Google’s plans to display warnings above search results for 13,000 terms which have been linked to explicit child abuse terms may be well intentioned, but that doesn’t mean that everyone is happy about it. The move is in fact being criticised by online rights campaigners, as well as some child rights activists.
The rights campaigners have said that the measures will not be very effective in protecting children, and would in fact be more about preventing damage to the companies’ reputations (Microsoft has said it will follow suit on its Bing search engine, and on Yahoo searches powered by Bing).
“Most child abuse images are circulated in private networks, or are sold by criminal gangs,” said ORG Executive Director Jim Killock in a blog post Sunday, reported on PCWorld.com . “Banning search terms seems unlikely to combat the serious activity, which is independent of search engines.”
Killock also pointed out that banning search terms will just lead to people coming up with new search words to find the illegal content.
“(David) Cameron invites a game of cat and mouse which is likely to have very limited impact,” he said. “The terms used may hide themselves into search terms that cannot be banned because they are innocuous.”
Besides this, the ban on certain search terms will also come in the way of organisations like the Internet Watch Foundation (IWF) which try to identify child abuse images using search engines and report them to the proper authorities, Killock said.
Google and Microsoft are acting after pressure was put on them by the UK government at the behest of UK Prime Minister David Cameron. The two companies cover 95 percent of the search market in the UK.
The data on which terms are linked to child abuse were compiled by the UK’s Child Exploitation & Online Protection Centre (CEOP). According to the report , “the hidden internet provides a perception of anonymity for those surfing or hosting websites. Websites facilitating money laundering, drug use, trafficking and other forms of criminality proliferate across such networks with a significant and growing use by those with a sexual interest in children.”
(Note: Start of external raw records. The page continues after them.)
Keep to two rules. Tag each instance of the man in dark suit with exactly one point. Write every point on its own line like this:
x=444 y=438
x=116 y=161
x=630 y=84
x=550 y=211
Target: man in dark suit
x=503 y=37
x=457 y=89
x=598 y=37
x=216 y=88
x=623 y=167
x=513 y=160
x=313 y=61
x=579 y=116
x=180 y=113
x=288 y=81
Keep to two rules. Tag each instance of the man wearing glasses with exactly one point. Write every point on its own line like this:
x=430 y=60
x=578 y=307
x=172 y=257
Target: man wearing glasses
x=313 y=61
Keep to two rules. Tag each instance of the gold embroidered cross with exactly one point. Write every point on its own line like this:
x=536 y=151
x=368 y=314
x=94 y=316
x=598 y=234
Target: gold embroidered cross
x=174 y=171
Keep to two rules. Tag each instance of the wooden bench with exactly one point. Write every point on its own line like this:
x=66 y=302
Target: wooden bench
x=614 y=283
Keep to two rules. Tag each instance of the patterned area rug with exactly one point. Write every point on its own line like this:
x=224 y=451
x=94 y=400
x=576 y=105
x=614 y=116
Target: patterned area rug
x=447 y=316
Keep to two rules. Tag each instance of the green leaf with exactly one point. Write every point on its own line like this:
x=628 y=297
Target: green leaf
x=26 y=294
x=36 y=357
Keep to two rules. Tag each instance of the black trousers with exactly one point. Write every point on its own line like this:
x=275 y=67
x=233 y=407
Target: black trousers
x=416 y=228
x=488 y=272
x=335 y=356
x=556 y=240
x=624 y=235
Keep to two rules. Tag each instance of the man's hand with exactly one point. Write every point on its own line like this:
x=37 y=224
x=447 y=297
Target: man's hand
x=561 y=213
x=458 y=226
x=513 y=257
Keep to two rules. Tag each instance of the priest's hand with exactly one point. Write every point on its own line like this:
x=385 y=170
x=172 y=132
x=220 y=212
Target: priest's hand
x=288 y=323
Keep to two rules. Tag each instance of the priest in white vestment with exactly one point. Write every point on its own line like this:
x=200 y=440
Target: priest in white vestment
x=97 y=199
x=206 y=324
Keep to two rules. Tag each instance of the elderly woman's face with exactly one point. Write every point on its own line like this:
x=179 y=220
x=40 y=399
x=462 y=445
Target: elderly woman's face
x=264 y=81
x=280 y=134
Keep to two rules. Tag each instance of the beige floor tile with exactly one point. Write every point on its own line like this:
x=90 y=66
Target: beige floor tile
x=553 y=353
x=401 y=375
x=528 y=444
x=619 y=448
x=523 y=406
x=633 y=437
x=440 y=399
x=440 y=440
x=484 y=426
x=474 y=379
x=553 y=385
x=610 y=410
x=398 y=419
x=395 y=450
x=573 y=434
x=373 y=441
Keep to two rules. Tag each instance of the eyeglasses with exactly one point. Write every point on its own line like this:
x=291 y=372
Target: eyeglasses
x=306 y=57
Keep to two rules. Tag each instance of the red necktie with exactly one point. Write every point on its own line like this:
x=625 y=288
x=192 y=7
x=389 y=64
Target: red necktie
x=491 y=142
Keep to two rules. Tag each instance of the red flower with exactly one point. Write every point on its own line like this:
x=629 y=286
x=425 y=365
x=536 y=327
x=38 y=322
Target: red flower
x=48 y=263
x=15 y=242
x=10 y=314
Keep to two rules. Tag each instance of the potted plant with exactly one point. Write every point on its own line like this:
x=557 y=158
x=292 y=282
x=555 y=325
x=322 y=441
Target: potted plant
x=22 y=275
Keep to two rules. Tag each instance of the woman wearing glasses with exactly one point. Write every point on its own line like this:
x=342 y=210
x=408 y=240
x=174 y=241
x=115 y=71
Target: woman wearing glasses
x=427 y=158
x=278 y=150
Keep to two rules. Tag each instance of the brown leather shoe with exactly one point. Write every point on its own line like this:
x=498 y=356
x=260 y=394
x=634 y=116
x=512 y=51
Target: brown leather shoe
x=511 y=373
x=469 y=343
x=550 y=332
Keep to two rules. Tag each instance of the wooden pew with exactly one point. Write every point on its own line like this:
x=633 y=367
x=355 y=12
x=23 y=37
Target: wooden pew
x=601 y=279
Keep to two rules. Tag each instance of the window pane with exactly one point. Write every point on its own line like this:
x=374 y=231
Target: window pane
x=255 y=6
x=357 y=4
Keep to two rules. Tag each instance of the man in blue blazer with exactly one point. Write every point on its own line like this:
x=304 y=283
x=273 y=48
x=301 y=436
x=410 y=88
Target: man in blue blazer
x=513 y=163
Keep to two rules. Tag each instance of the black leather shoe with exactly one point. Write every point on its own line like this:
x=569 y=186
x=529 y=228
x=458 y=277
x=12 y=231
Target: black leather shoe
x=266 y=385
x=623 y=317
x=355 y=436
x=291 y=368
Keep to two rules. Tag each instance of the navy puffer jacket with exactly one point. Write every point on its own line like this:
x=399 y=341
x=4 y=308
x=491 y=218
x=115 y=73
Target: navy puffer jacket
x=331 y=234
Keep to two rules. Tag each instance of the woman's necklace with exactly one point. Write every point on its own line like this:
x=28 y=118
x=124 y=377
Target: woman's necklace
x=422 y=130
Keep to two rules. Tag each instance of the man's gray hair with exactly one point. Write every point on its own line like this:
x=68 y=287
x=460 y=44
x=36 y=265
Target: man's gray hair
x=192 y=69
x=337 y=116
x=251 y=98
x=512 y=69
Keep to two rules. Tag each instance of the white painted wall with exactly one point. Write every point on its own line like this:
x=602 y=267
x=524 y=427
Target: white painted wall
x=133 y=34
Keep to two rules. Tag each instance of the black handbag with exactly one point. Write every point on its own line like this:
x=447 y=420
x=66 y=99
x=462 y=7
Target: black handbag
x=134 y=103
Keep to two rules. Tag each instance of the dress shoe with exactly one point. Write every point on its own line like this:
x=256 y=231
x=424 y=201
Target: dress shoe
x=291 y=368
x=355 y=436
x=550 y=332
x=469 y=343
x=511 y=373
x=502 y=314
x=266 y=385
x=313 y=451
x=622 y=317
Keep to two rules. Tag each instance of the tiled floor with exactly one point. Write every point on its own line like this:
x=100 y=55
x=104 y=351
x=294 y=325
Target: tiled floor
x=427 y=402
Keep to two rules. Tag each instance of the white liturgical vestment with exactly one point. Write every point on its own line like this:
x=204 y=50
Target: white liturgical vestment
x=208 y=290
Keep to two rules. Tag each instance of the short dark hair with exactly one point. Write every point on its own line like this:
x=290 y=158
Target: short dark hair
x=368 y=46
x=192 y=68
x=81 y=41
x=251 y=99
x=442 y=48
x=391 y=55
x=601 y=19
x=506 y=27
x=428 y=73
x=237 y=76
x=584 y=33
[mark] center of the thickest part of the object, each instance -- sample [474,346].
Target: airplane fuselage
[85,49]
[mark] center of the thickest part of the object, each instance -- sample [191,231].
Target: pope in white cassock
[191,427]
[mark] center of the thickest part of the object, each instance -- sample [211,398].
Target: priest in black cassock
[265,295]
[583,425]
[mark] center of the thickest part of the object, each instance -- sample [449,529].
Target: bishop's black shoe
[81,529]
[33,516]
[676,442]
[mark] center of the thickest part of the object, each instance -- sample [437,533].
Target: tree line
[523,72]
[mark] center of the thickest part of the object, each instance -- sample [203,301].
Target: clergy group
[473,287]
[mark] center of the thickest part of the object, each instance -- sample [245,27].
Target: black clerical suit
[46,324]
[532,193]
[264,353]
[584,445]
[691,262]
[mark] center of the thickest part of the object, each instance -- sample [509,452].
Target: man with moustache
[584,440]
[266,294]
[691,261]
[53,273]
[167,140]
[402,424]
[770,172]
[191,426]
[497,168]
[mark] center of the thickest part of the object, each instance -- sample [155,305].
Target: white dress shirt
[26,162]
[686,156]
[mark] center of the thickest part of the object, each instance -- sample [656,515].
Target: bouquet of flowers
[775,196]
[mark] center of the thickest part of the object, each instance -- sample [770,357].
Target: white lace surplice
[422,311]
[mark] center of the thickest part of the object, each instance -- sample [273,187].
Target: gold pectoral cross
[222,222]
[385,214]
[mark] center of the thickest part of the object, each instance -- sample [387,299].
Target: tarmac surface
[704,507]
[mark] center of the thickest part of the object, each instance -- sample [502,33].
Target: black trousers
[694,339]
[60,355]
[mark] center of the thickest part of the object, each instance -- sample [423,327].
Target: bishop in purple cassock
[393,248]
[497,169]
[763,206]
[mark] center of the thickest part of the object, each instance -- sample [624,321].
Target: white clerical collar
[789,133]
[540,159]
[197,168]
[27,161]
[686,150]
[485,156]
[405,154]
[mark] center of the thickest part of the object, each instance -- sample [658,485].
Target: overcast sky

Google has also introduced other changes - as well as a new technology which allows copies of child abuse videos to be identified and removed - to control online child abuse.
Jim Gamble, child protection expert pointed out that while the effort is noteworthy, the moves do not aim at the root of the problem - the people in front of the screens.
Writing for ITV.com , Gamble said: “Some of these new tactics will help divert inadvertent access and perhaps delay a novice paedophile, but much of the hype in real terms will mean very little…The way to deter offenders from raping, abusing, photographing, sharing or seeking out images of child abuse is to line child abusers up, in the dock of a court room. One of the main problems is that people can see that is not happening.”